In Greek mythology, Procrustes was a cruel son of Poseidon who would invite weary travelers into his home and offer them a bed. If the guest were too short for the bed, Procrustes would stretch them on an iron rack until they fit, and if too tall he would amputate the excess length. As brutally metal as the myth may be, the backlash to an aged metal band’s new release often feels like the bed of Procrustes: new forays are either torn too far from their roots or come up short in offering anything new.
Indeed few genres inflict such growing pains as the metal community imposes upon its idols. As an artist’s youthful angst gives way to a meditative maturity, visceral aggression wanes with the waxing of new creative phases. Sadly the same cannot often be said for their consumers who will invariably pine for the ‘glory days’ with myopic hindsight and don’t always grow up looking over the same horizons that their heroes do.
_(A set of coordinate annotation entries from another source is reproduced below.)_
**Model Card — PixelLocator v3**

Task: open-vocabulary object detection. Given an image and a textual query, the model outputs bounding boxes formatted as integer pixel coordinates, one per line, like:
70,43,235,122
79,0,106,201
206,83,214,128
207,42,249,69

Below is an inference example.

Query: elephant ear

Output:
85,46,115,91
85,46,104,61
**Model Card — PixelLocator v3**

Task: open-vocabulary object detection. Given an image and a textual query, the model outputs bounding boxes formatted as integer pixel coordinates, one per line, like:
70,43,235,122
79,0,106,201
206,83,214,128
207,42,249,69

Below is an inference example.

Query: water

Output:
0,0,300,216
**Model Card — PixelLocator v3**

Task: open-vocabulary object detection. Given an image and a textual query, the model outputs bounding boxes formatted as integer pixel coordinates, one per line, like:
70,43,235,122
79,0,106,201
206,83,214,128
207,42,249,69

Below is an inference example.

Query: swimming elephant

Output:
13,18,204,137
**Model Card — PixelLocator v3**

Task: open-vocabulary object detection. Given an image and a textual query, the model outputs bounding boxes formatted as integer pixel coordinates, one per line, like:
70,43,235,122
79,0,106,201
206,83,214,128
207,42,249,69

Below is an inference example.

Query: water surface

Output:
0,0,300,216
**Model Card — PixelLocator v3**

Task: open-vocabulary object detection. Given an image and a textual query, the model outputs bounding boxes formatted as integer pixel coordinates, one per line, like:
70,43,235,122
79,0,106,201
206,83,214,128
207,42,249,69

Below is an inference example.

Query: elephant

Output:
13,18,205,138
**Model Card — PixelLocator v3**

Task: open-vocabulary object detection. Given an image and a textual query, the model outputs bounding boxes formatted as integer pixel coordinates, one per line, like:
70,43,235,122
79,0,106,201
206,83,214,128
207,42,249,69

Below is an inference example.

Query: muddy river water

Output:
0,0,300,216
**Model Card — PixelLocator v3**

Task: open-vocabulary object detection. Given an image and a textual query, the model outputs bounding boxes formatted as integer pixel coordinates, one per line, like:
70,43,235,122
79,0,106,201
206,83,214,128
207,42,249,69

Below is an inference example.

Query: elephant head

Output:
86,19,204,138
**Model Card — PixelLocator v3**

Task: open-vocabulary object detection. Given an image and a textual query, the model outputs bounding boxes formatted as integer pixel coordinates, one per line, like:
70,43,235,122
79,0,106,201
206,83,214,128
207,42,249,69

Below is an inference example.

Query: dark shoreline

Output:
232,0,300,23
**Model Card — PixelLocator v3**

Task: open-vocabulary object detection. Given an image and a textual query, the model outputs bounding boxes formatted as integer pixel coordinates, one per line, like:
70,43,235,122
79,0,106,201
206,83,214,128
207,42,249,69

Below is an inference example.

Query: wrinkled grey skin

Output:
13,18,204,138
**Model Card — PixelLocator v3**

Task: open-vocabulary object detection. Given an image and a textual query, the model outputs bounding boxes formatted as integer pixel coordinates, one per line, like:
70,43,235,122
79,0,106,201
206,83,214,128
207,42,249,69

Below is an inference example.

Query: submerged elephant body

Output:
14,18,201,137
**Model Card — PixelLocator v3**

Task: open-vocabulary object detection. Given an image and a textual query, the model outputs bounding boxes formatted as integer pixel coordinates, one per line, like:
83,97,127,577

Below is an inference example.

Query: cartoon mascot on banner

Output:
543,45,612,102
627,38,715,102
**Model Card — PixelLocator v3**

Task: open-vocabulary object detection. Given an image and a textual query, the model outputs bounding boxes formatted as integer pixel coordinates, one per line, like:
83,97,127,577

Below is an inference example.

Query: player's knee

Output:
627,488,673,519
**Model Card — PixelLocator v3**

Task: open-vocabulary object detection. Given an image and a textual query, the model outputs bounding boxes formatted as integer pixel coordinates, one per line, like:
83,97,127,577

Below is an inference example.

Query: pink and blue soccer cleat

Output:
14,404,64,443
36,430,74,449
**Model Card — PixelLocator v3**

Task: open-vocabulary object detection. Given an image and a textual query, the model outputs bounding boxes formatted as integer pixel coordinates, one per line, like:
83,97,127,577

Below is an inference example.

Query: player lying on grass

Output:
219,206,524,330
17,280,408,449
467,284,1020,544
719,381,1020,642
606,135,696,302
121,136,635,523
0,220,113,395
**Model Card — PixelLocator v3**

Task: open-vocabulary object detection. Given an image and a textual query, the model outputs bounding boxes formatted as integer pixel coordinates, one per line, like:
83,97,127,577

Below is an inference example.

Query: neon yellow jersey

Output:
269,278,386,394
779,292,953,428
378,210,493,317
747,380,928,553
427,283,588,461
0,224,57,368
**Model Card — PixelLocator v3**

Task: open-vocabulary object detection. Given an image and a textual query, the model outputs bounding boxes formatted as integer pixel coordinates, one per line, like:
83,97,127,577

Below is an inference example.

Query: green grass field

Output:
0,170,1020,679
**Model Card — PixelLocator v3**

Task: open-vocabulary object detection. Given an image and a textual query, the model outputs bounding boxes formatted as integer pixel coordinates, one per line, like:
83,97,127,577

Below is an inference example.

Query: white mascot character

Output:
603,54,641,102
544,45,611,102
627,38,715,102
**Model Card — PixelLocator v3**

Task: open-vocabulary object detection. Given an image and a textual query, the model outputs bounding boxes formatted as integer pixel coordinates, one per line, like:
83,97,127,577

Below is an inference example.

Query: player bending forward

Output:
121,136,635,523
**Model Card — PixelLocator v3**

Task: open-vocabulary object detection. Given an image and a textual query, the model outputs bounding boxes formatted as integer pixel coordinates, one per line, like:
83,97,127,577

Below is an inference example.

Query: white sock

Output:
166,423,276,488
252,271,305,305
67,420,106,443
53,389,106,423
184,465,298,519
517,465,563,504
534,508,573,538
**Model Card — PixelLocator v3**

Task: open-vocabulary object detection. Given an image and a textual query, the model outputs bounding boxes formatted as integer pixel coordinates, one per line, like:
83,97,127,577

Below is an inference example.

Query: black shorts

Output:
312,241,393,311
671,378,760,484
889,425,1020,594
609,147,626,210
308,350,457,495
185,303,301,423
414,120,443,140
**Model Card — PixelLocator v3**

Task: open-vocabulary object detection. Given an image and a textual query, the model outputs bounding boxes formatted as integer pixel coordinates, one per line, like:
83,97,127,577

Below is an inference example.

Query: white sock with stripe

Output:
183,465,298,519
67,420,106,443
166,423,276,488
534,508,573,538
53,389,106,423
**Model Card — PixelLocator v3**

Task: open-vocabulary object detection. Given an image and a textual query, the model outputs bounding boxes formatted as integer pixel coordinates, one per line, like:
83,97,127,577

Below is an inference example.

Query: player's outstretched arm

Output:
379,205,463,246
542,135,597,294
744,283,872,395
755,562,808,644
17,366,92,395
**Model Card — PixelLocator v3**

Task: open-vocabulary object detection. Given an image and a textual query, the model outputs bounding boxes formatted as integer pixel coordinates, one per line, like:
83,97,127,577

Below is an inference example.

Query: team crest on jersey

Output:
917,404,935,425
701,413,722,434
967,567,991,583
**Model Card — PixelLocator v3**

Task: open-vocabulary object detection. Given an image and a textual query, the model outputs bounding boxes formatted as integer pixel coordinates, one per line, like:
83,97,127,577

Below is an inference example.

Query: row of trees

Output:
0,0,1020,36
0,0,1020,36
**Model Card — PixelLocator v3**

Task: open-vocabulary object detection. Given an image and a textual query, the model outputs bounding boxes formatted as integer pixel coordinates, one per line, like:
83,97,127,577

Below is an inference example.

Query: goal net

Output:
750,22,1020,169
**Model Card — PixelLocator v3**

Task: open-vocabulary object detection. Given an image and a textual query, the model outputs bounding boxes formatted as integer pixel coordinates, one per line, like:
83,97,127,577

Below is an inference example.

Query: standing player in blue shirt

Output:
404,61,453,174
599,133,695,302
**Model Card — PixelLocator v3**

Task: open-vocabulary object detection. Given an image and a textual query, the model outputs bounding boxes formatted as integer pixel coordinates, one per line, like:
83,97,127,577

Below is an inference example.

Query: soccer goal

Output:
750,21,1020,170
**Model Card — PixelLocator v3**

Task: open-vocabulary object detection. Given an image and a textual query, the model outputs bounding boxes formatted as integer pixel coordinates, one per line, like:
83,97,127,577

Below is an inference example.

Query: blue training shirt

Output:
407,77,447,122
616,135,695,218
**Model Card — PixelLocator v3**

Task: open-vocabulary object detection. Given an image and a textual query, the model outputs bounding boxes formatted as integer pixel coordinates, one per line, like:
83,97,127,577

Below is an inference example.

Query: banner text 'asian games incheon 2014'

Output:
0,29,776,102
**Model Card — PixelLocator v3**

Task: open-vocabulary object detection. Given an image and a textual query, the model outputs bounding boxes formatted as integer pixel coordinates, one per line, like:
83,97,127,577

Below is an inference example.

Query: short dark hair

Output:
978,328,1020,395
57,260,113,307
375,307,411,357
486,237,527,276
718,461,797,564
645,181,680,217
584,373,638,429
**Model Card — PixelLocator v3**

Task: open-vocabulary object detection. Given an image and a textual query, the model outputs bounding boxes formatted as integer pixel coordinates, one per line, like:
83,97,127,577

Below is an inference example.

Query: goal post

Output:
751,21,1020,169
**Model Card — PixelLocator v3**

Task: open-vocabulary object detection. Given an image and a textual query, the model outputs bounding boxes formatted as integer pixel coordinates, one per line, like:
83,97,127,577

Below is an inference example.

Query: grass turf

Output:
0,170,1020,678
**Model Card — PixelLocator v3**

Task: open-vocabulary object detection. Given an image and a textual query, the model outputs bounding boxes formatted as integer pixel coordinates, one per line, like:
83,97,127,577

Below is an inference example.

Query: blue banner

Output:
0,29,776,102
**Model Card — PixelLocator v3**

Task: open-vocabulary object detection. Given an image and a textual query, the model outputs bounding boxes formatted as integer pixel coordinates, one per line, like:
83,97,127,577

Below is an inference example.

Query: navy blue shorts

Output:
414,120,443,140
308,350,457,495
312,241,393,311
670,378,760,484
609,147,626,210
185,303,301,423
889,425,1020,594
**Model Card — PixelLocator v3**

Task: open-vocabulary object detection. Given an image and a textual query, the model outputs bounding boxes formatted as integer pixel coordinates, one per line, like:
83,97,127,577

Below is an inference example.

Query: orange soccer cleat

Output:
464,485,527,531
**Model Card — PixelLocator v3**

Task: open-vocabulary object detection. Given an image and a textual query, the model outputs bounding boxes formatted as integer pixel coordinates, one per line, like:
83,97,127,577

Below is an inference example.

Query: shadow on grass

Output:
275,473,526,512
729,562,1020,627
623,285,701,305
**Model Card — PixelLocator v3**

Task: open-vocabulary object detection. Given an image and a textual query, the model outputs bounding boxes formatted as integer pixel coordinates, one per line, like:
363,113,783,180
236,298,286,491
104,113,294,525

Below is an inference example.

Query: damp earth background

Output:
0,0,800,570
Perhaps Heritage could most honestly be judged by its cover. Making an unprecedented use of the full color spectrum, Travis Smith’s artwork evokes a Bosch-ian treatment of the band’s two-decade legacy. The band’s faces grow from the boughs of a tree in whose roots sits a Janus-faced devil figure pointing in both directions. In the background lies a city in flames from where a procession of people come to draw fruit from the aforementioned tree.
The devil underground literally references their black metal roots; the Orchid days that saw a young band looking back as well as forward in the lineage of metal music. From this origin has sprung the band in its modern, more verdant incarnation. The burning city is their legacy, razed and far behind them. From the flames emerge common folk (perhaps their original fans now twenty years wiser?) to snack on their newly born fruit.
While diehard fans might still rather prefer taking a spiteful bite from Åkerfeldt’s face, the metal community at least owes them a more measured listen. From the beginning, Opeth has made no bones about making progressive music, so the only way they could truly disappoint would be if they ceased to progress. Heritage is the sound of a band reaching full maturity, reaching back into the soil that bore it before outgrowing their roots. And while the black clad congress might not want to eat their vegetables, the nutrients of Heritage may be just what the doctor ordered.